Book: The Informer by Akimitsu Takagi


Interesting Japanese detective novel

Akimitsu Takagi
The Informer
Soho Press, 1999 (originally published in Japan in 1965 as Mikkokusha)
ISBN: 1-56947-155-X
257 pages
$22.00

The Informer is a detective novel, but since it was written in Japan in the 1960s, it's rather different from recent American detective novels. The story is set in Tokyo and the narration of first half of the book follows Shigeo Segawa, a disgraced stockbroker who also failed in business for himself. He needs work and is offered a sales job with an unusually generous salary. Of course, it's not really sales that he's going to be doing. The narration in the second half of the book mostly follows Saburo Kirishima, a prosecutor who is investigating first one and then two murders.

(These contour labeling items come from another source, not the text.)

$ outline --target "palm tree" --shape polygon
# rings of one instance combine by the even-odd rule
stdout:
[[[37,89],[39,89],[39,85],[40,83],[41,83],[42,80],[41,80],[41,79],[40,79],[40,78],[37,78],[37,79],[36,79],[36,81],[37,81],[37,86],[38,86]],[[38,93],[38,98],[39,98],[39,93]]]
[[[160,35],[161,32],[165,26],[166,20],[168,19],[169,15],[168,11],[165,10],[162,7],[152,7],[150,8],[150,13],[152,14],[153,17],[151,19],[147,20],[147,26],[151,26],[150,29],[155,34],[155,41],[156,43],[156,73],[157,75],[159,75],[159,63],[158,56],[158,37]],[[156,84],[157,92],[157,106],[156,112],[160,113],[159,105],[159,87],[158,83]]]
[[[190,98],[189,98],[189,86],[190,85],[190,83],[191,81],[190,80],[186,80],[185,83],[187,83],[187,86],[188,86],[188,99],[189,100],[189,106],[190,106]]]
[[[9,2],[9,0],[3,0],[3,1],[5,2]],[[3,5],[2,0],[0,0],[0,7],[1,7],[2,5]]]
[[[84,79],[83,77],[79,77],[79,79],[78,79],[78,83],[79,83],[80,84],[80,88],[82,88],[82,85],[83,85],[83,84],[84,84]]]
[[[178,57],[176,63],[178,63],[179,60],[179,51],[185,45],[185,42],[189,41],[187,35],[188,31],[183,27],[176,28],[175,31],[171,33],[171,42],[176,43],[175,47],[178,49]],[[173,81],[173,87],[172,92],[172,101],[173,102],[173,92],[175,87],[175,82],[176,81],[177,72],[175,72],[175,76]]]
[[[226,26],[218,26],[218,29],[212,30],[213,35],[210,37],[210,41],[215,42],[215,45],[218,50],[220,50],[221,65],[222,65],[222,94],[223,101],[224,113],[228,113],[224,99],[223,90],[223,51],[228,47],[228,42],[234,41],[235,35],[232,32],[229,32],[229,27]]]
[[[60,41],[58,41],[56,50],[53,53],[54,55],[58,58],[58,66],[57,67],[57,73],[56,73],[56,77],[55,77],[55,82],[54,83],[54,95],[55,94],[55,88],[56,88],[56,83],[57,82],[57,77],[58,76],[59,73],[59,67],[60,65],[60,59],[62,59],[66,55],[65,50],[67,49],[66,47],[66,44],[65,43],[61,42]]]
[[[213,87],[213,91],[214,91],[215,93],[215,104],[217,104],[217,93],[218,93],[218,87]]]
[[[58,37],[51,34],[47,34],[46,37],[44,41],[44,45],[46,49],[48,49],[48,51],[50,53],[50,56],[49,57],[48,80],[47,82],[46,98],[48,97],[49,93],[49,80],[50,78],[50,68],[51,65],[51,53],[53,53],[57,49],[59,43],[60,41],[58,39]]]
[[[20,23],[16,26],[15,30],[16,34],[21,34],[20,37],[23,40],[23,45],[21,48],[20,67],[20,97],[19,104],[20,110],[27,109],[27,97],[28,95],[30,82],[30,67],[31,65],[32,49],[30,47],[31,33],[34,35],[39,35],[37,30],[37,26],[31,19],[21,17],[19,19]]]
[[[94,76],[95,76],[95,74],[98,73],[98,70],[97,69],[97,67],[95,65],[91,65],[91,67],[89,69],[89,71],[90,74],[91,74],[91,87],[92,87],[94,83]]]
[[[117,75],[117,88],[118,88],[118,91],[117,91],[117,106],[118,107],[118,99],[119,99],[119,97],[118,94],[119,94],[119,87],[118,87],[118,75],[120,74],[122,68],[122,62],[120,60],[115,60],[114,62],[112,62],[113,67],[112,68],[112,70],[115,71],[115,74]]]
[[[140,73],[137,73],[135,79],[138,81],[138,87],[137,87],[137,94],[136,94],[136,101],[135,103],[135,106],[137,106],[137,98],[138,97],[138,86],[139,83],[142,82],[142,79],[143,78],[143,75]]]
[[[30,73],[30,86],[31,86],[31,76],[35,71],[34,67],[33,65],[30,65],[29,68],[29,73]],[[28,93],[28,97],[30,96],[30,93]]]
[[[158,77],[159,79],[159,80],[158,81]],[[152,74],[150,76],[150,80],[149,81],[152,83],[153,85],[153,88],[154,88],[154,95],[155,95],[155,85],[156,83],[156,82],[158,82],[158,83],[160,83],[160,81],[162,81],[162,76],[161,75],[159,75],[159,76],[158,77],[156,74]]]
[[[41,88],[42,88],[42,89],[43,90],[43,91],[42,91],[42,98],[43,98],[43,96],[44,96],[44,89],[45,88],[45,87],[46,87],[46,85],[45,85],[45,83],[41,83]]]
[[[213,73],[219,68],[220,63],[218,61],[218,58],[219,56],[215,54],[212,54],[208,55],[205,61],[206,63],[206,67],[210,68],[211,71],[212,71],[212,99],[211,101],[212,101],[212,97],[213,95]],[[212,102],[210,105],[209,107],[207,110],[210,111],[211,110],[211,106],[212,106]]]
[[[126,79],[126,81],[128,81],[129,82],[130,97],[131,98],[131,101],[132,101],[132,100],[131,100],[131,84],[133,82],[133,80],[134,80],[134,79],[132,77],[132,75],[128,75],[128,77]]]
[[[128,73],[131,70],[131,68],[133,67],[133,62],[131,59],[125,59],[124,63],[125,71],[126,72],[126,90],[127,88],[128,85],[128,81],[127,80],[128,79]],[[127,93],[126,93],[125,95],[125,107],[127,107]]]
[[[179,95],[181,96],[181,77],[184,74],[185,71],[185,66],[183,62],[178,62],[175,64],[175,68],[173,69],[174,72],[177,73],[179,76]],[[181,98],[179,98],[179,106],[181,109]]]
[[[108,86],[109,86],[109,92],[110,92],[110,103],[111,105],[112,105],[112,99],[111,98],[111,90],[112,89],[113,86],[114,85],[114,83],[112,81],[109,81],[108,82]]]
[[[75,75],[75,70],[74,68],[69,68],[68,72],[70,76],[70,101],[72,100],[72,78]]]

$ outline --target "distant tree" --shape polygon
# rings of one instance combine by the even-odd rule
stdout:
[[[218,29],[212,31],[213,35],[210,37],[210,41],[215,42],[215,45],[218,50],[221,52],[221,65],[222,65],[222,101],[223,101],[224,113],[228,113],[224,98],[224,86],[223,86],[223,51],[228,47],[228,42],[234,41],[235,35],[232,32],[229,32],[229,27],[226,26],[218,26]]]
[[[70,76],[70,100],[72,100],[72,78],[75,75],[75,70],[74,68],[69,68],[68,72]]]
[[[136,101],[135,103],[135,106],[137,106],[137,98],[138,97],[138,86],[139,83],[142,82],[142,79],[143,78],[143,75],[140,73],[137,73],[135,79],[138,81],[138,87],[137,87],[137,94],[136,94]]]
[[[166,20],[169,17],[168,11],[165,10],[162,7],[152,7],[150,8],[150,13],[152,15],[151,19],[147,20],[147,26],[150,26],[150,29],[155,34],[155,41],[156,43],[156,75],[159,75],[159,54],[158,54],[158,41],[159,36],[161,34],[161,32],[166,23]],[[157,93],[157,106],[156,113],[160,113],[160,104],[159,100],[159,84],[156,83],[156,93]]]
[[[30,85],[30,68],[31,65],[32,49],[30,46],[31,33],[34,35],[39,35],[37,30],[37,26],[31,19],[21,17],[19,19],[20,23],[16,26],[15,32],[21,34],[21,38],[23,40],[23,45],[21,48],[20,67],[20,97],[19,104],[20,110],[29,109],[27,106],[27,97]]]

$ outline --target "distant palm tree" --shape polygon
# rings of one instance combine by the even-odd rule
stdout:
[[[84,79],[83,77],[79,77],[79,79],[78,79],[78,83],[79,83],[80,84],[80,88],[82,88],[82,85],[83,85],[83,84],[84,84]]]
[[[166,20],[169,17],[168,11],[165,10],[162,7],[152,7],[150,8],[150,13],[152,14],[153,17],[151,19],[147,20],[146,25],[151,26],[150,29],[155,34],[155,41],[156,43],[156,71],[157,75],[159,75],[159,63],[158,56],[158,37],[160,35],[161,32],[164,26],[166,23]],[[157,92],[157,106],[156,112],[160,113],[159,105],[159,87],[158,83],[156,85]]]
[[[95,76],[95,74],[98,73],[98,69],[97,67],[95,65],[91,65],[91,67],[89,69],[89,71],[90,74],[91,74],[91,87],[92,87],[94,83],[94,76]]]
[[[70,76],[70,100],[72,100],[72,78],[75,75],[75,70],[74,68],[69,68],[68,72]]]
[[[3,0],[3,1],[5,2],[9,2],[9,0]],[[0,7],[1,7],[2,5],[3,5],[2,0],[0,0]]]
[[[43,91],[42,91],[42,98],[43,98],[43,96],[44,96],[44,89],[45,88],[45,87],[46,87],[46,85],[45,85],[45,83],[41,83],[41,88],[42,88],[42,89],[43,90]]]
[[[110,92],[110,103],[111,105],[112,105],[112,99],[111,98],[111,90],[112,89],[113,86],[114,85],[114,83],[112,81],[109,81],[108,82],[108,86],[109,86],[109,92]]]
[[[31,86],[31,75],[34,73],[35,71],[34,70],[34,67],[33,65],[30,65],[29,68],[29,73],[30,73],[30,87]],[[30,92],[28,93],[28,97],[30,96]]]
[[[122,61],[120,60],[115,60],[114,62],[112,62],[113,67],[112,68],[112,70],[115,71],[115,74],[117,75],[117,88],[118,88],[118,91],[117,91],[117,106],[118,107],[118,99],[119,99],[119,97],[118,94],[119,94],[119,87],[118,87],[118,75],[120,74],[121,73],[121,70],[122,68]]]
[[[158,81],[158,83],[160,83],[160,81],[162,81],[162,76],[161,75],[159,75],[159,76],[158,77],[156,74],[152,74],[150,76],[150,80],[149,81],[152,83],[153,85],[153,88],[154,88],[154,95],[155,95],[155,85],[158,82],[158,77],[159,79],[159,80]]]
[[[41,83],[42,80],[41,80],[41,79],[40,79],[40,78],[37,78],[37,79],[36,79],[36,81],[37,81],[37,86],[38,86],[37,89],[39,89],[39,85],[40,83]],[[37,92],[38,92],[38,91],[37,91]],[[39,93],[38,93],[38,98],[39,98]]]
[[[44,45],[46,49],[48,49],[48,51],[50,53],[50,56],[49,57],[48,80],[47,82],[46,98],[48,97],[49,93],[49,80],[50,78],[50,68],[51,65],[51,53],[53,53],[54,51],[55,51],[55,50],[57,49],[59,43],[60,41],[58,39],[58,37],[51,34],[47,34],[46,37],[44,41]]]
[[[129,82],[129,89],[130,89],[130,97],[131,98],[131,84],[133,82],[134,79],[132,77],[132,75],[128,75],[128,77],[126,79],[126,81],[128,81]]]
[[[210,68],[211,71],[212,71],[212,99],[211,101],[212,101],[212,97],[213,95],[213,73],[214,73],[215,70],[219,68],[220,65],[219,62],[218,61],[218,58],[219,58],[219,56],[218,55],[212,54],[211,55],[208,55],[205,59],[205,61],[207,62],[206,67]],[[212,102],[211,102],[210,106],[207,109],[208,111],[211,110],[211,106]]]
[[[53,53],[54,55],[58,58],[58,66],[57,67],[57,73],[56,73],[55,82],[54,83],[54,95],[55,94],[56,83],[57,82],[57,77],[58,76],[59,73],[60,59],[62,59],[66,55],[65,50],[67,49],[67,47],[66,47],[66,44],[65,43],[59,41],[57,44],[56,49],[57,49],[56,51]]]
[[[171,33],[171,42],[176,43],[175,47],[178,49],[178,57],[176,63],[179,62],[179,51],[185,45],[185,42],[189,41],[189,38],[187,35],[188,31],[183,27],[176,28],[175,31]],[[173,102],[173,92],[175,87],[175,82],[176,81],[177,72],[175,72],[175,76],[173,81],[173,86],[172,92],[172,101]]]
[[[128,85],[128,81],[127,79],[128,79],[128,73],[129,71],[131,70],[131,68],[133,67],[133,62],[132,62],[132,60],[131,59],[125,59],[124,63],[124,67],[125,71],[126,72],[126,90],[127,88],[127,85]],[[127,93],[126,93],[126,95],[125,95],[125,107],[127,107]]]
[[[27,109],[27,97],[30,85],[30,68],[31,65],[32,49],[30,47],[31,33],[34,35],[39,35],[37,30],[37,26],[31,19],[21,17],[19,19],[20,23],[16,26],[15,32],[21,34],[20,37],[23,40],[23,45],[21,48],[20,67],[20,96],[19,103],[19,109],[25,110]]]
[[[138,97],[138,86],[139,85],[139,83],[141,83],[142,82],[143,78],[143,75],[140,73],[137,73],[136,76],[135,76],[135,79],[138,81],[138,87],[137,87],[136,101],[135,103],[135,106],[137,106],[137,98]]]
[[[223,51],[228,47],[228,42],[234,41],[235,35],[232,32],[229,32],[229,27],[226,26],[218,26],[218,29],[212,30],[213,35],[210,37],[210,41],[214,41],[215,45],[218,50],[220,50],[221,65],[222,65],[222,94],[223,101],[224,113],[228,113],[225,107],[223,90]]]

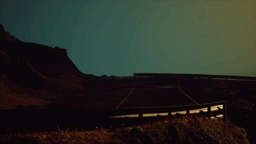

The book's plot is interesting and inventive and the reader does get some tastes of Japanese culture along the way. Alas, there's little of the atmosphere of 1960s Tokyo in the book. Mr Takagi's original readers would have probably have had little need for that, but I'd have enjoyed it. As a detective novel set in a different culture, the book is well worth reading though it isn't thrilling by modern standards.


Mr Takagi's translator, Sadako Muzuguchi, has done a fine job, but I believe that she is not a native speaker of English. A final pass by a native speaker might have resulted in a translation that was occasionally a trifle smoother.